High-volume and early CVVH improve hemodynamic deterioration and survival in acute pancreatitis patients. High-volume CVVH can eliminate cytokines more efficiently than low-volume CVVH. The survival rate is related to the decrease extent of TNF-alpha and IL-1beta. The adsorptive saturation time of filter membranes are different under different filtration rate condition. The filter should be changed timely once filter membrane adsorption is saturated.
探讨不同滤过率的连续性静脉-静脉血液滤过(CVVH)清除细胞因子对急性胰腺炎的疗效是否不同,滤器膜的饱和时间与不同滤过率是否相关,以及CVVH的开始时间是否会影响急性胰腺炎患者的生存率。
将37例患者随机分为四组。第1组在腹痛发作48小时内接受小剂量CVVH(早期CVVH,n = 9)。第2组在腹痛发作96小时后接受小剂量CVVH(晚期CVVH,n = 10)。第3组在腹痛发作48小时内接受大剂量CVVH(早期CVVH,n = 9)。第4组在腹痛发作96小时后接受大剂量CVVH(晚期CVVH,n = 9)。CVVH持续至少72小时。在血液滤过前采血,在CVVH开始时及CVVH期间每12小时收集超滤液,以测定肿瘤坏死因子-α(TNF-α)、白细胞介素-1β(IL-1β)和白细胞介素-6(IL-6)的浓度。采用猪特异性酶联免疫吸附测定法(ELISA)测定TNF-α、IL-1β和IL-6的浓度。

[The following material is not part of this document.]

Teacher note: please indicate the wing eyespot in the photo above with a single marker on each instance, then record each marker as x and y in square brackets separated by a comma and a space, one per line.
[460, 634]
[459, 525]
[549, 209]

使用Solartron 1 255 B频率响应分析仪(英国)观察滤器膜的阻力。
大剂量和小剂量CVVH患者的生存率有显著差异(94.44%对68.42%,P<0.01)。早期和晚期CVVH患者的生存率也有显著差异(88.89%对73.68%,P<0.05)。第4组和第1组的血流动力学恶化(平均动脉压、心率、中心静脉压)比第2组轻,第3组比第4组轻。如果滤过率为1 000 - 4 000 mL/h,滤器膜的吸附饱和时间为120 - 180分钟。更换第一、第二和第三个新的血液滤器后,血清TNF-α浓度与阻力呈负相关(第1组分别为r = -0.91、-0.89和-0.86;第2组分别为-0.89、-0.85和-0.76;第3组分别为-0.88、-0.92和-0.82;第4组分别为-0.84、-0.87和-0.79)。在CVVH期间,第3组和第1组之间、第4组和第2组之间、第1组和第2组之间以及第3组和第4组之间TNF-α、IL-1β和IL-6的下降程度有显著差异(TNF-α P<0.05,IL-1β P<0.05,IL-6 P<0.01)。存活患者和死亡患者之间TNF-α和IL-1β的下降程度也有显著差异(TNF-α P<0.05,IL-1β P<0.05)。在存活患者中,血清TNF-α和IL-1β浓度的下降比死亡患者更显著。
大剂量和早期CVVH可改善急性胰腺炎患者的血流动力学恶化情况并提高生存率。大剂量CVVH比小剂量CVVH能更有效地清除细胞因子。生存率与TNF-α和IL-1β的下降程度有关。在不同滤过率条件下,滤器膜的吸附饱和时间不同。一旦滤器膜吸附饱和,应及时更换滤器。